Sempre que penso nisso, é como se minha mente desse um nó. Confesso que me sinto um tanto pequena, fraca. O que eu fiz? Em que contribuí? O que me difere dos outros mortais em meio à multidão? Mas isso é mais em um primeiro momento, porque depois.. Ah! Depois eu páro e contemplo! PORQUE O SER HUMANO É IMPRESSIONANTE! E todas as feridas não são capazes de apagar esse fulgor, esse brilho.
Existe sempre o momento, em qualquer situação, onde você pára e decide: O que eu faço agora? Os meus ossos não me sustentam, os meus ouvidos já não ouvem, a dor me corrói, as feridas não cicatrizam, as esperanças estão a um fio, o dinheiro acabou e tudo que me resta é o desespero que me abate. Mas e então? Em que instante essa sede pela vida interfere e proporciona o bálsamo que te faz resistir? De onde vem essa força?

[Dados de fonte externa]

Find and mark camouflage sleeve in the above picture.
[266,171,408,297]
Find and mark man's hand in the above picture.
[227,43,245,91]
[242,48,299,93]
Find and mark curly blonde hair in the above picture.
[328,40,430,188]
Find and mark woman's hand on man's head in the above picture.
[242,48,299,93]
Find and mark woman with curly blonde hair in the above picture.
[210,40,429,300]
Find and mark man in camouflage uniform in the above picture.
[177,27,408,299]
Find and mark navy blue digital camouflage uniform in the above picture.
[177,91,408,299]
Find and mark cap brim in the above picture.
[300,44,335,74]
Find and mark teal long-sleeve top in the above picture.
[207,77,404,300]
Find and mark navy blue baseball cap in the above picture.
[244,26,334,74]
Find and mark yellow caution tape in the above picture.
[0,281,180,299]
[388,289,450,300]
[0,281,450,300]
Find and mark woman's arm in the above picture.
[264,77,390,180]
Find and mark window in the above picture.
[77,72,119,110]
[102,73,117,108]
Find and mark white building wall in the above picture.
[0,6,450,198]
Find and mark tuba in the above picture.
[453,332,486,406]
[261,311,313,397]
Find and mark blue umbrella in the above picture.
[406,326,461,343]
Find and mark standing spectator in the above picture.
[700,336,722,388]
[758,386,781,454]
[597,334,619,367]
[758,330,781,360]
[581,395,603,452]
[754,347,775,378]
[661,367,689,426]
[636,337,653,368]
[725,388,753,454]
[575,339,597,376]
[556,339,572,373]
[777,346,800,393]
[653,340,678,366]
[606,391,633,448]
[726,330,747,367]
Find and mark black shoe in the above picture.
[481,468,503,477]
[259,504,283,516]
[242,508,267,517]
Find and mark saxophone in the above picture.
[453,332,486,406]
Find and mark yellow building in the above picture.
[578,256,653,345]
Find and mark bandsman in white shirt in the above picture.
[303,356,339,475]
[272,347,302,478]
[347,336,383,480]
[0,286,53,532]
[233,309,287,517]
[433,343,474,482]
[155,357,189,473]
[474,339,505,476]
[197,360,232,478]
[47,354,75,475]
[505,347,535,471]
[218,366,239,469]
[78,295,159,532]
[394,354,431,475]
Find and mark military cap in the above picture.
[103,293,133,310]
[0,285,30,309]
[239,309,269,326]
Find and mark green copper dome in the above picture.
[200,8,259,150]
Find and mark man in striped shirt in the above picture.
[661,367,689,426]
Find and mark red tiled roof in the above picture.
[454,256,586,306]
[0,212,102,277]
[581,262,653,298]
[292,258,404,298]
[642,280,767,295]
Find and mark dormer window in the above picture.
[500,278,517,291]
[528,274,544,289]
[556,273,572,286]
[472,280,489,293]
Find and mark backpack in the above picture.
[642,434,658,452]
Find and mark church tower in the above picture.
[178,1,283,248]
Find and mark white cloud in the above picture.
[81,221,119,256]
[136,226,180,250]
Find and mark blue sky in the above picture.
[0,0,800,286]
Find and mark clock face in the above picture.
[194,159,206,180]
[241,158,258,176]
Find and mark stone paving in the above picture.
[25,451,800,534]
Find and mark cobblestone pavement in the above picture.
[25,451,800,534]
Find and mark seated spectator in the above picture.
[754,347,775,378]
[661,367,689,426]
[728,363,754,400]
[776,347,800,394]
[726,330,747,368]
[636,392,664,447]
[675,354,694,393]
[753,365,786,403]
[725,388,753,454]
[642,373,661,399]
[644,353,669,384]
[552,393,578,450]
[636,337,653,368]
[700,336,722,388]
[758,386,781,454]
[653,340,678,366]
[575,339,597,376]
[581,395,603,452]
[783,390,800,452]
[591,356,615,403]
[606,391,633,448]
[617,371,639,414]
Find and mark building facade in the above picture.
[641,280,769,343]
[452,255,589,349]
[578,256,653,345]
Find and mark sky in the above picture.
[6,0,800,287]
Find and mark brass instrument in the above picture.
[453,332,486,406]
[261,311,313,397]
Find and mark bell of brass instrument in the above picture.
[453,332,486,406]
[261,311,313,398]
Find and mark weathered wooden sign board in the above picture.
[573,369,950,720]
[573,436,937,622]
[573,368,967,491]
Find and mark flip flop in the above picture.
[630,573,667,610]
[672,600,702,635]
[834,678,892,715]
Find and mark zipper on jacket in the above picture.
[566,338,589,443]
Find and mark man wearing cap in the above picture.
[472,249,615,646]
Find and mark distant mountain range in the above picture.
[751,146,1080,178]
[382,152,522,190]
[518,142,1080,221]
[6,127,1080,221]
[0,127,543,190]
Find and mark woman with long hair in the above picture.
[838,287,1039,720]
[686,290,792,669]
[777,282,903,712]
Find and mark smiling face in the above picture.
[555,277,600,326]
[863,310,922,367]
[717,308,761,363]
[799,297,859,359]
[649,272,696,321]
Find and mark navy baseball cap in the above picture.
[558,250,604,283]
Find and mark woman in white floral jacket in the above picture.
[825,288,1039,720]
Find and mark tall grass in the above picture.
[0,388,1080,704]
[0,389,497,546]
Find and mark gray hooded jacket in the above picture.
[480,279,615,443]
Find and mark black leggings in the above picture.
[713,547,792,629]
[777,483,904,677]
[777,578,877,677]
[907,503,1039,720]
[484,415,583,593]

Freud chama de 'pulsão de vida' tudo aquilo capaz de mobilizar a energia humana para a criação, expansão e manutenção da vida. Em contra partida, a 'pulsão de morte' expressaria uma tendência para o retorno à imobilidade (auto-limitação de vida). Se existe uma pulsão de vida e uma de morte, é sinal de que existe uma escolha. E se existe a possibilidade, o que faz com que o homem escolha viver? Não simplesmente viver, porque qualquer um faz. Eu falo de VIVER! Estado de atividade, comportamento, criação, movimento, calor, animação. Eu falo de algo além..
Falo de um homem que, embora devastado pela dor, supunha que quando tudo ia bem demais em sua vida, o texto não saia bom. Falo de um homem que, padecendo de males físicos e psíquicos, fundou a uma teoria sobre a qual o mundo inteiro se debruça. Falo de uma mulher cuja vida recheada de tragédias e dramas, foi o principal ponto de partida de sua obra, inspirando-a e marcando-a de forma incontornável. Falo de um homem cuja sanidade não foi poupada, mas que “queria a luz que vem de dentro, queria as cores que representassem as emoções, que procurava com o vermelho e o verde exprimir as mais terríveis paixões humanas". Falo também de um homem que não se importou em esculpir com as ferramentas amarradas à sua mão. Falo de um homem que, embora praticamente surdo, deixou-nos as grandes obras sinfônicas que são a culminância da música. Falo de um homem cuja doença lhe roubou todos os movimentos, mas não foi capaz de lhe roubar o brilhantismo.
Eu me refiro às inúmeras pessoas, famosas ou não, lembradas ou não, admiradas ou não, que foram mais fortes que as duras penas que a vida pode acarretar. São eles os verdadeiros gênios, cuja vida foi sua notoriedade, o seu baluarte.. O seu troféu.